Mais il revient aussi aux employés de cultiver leur part en développant cette intelligence émotionnelle qui permet de capter un besoin non-dit, de ressentir un signal faible, d’apporter la bonne réponse au bon moment. Chacun doit pouvoir lire sur le visage de chaque visiteur le même message silencieux : "Montre-moi que je suis important·e".
Le recrutement ne pourra plus se baser uniquement sur les compétences techniques. Il devra aussi inclure une qualification émotionnelle : la capacité à ressentir, écouter, comprendre et émouvoir.
Mes recommandations pour un Maroc 2030
- Prendre les choses au sérieux, sans se prendre trop au sérieux. On peut être rigoureux sans être rigide. Un sourire ou un geste surprise peuvent parfois être plus marquants qu’un protocole parfait.
- Apprendre à lire le visage des visiteurs. Parce que derrière chaque regard, il y a ce besoin universel : "Montre-moi que je compte".
- Créer des équipes Hospitalité 2030. Dans chaque aéroport, chaque gare, chaque grande surface, il doit y avoir des personnes dédiées à l’accueil et à la résolution rapide.
- Préparer les moments récurrents. Un anniversaire, un départ précipité, une urgence… Ces situations peuvent être anticipées et réfléchies pour se transformer en expériences positives.
- Valoriser chaque maillon de la chaîne. Du chauffeur de taxi au caissier, chaque interaction fait partie du récit que le visiteur emporte.

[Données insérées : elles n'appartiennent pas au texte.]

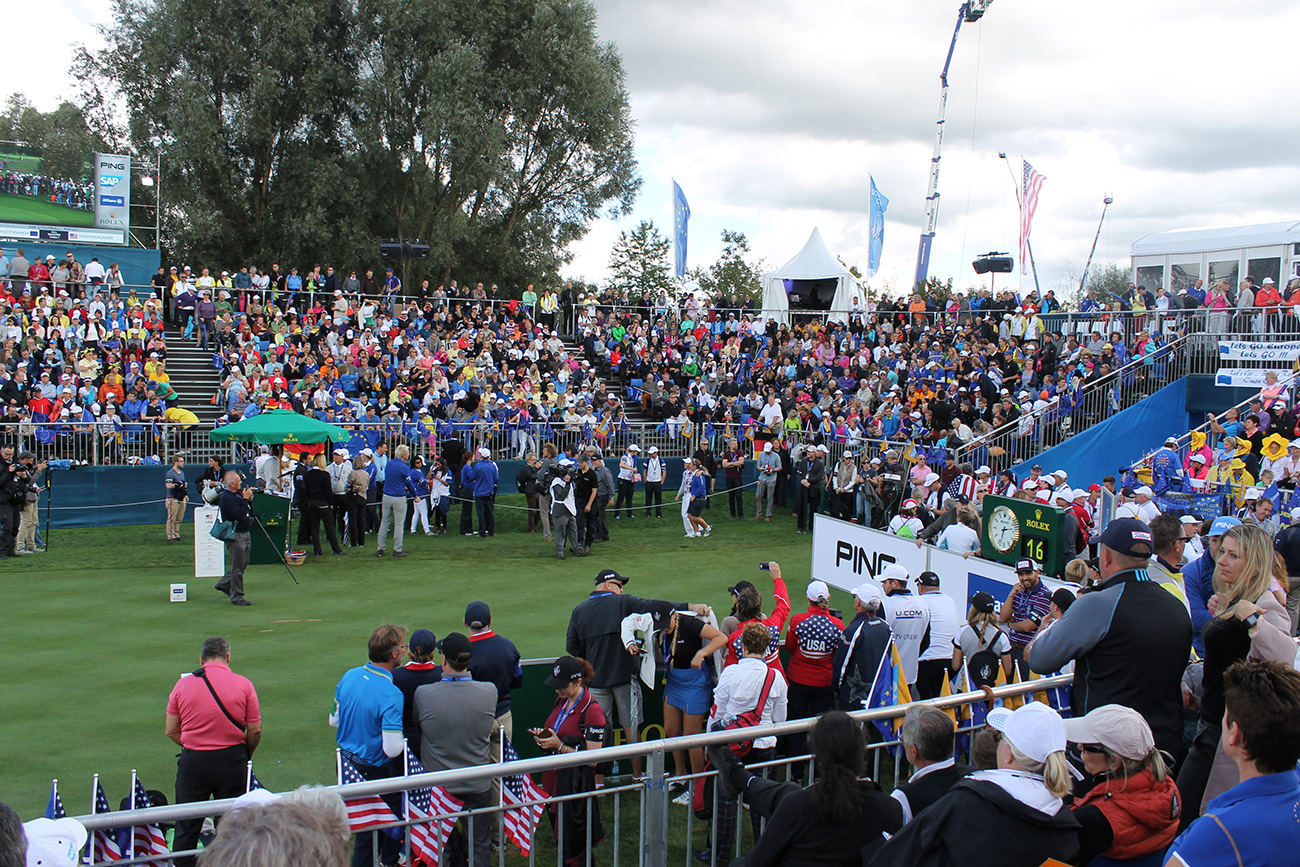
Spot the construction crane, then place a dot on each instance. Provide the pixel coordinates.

Un investissement qui va au-delà de 2030
Le Maroc a un avantage unique : l’hospitalité fait partie de notre identité. Mais si nous voulons être à la hauteur en 2030, nous devons la réinventer : la rendre plus intentionnelle, plus créative, plus systématique.

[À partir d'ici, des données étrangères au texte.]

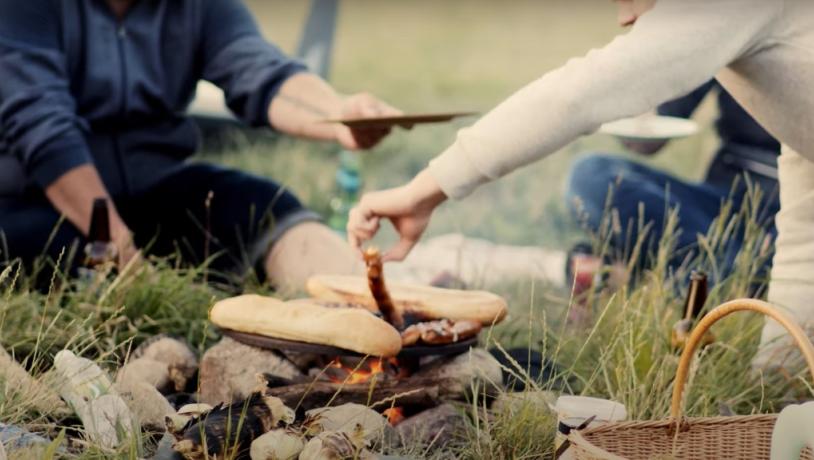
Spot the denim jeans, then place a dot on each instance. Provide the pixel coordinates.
(634, 184)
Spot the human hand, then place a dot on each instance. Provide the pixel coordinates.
(128, 254)
(408, 208)
(358, 106)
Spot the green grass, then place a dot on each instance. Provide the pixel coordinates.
(439, 56)
(624, 355)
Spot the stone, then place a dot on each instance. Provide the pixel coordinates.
(180, 359)
(229, 370)
(360, 423)
(438, 427)
(277, 445)
(332, 445)
(146, 370)
(145, 402)
(88, 390)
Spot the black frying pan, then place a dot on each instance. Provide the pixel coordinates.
(262, 341)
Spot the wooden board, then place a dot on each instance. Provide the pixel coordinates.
(405, 121)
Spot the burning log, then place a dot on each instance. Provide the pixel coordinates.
(423, 392)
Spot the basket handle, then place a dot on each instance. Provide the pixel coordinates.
(716, 314)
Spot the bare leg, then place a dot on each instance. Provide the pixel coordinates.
(308, 249)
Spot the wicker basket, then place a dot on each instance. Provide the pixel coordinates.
(731, 438)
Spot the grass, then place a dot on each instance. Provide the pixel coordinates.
(624, 355)
(439, 56)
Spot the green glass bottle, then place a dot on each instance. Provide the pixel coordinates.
(348, 186)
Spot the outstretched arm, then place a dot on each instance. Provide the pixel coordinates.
(671, 50)
(305, 101)
(264, 87)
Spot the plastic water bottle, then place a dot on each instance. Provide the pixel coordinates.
(348, 186)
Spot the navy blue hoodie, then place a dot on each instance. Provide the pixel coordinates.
(78, 86)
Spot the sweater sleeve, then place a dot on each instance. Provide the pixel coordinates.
(237, 58)
(672, 49)
(684, 107)
(38, 121)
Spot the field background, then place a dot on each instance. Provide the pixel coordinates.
(426, 55)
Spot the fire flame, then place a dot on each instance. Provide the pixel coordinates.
(359, 374)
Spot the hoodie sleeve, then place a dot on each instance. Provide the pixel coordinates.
(671, 50)
(38, 121)
(237, 58)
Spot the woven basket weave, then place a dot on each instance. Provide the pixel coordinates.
(740, 437)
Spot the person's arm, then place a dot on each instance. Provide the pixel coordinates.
(305, 101)
(263, 87)
(38, 122)
(73, 194)
(672, 49)
(682, 107)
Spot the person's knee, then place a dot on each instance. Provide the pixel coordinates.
(308, 249)
(589, 182)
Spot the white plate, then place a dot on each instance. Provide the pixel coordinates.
(650, 128)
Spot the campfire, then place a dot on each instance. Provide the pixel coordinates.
(353, 371)
(354, 344)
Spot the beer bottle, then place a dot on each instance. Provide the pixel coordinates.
(348, 186)
(99, 250)
(696, 295)
(693, 305)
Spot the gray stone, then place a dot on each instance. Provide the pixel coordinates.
(477, 369)
(438, 426)
(229, 370)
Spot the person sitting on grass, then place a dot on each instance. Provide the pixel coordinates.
(93, 97)
(745, 149)
(761, 51)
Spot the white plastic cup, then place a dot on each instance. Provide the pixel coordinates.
(573, 411)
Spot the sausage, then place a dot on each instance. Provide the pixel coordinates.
(375, 280)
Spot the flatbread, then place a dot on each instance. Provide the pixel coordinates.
(425, 301)
(353, 329)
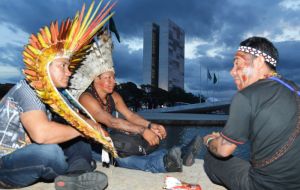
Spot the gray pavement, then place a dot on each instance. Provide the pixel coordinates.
(125, 179)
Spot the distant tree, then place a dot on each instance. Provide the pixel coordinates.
(153, 97)
(177, 94)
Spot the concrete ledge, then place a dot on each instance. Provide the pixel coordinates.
(124, 179)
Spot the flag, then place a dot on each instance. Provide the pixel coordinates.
(215, 79)
(208, 75)
(112, 27)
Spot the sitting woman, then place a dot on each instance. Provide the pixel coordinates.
(93, 84)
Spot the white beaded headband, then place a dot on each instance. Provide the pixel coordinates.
(257, 52)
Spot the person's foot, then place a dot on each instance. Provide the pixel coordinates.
(191, 151)
(173, 161)
(89, 181)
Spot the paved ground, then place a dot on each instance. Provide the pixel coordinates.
(125, 179)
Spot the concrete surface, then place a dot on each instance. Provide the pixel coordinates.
(125, 179)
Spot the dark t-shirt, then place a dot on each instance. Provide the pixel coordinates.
(265, 113)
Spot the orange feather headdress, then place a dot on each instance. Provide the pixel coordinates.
(72, 40)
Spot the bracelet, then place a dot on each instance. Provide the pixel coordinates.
(208, 140)
(149, 125)
(143, 131)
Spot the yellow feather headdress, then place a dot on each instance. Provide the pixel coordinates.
(72, 39)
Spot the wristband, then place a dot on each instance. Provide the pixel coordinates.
(208, 140)
(143, 131)
(149, 125)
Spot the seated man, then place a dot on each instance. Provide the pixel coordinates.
(33, 147)
(265, 112)
(101, 100)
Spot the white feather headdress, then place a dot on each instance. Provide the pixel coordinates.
(97, 62)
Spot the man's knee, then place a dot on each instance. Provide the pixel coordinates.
(51, 155)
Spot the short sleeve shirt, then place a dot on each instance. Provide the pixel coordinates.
(20, 99)
(265, 114)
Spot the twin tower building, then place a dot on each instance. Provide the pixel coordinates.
(163, 55)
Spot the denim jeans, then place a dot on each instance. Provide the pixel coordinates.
(232, 172)
(151, 163)
(36, 162)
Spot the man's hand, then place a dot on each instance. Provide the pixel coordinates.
(159, 130)
(213, 135)
(97, 126)
(150, 137)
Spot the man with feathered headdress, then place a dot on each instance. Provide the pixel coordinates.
(134, 137)
(32, 146)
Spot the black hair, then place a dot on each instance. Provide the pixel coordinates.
(263, 45)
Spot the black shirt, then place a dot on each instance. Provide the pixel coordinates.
(265, 113)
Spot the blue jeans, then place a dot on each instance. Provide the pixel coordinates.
(36, 162)
(151, 163)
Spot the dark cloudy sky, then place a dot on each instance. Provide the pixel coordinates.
(213, 30)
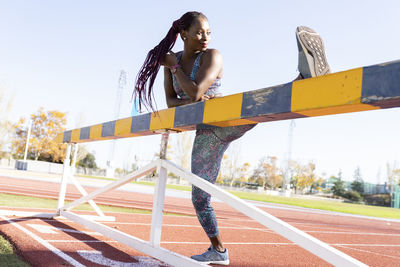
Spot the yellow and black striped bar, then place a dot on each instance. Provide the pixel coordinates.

Nous ne faisons pas tout cela uniquement pour la Coupe du monde. Nous le faisons pour nous-mêmes, pour nos enfants, pour les générations futures. Car si nous parvenons à élever notre culture de l’hospitalité au-delà du simple "Mraḥba bikoum" alors nous construirons un Maroc qui se distingue durablement par son art de recevoir et par sa capacité à faire sentir à chacun : "Ici, tu comptes vraiment".
Et je le redis, rien n’est possible sans les employés. Sans leur émotion, leur sensibilité et les bons moyens, notre ambition restera un slogan. Avec eux, elle deviendra une réalité vivante, une fierté partagée et une promesse tenue.
Enfin je rappelle que l’expérience client dépasse largement l’intuition ou la bonne intention. Elle existera de toute façon, qu’elle soit conçue ou non. Mais la concevoir, l’anticiper et la mettre en scène de manière réfléchie, c’est se donner un atout majeur de réussite. Nous devons apprendre à devenir, chacun à notre niveau, de véritables acteurs d’une hospitalité mise en scène, préparée et testée, afin d’offrir une prestation mémorable, digne de ce que le monde attend du Maroc en 2030 et au-delà.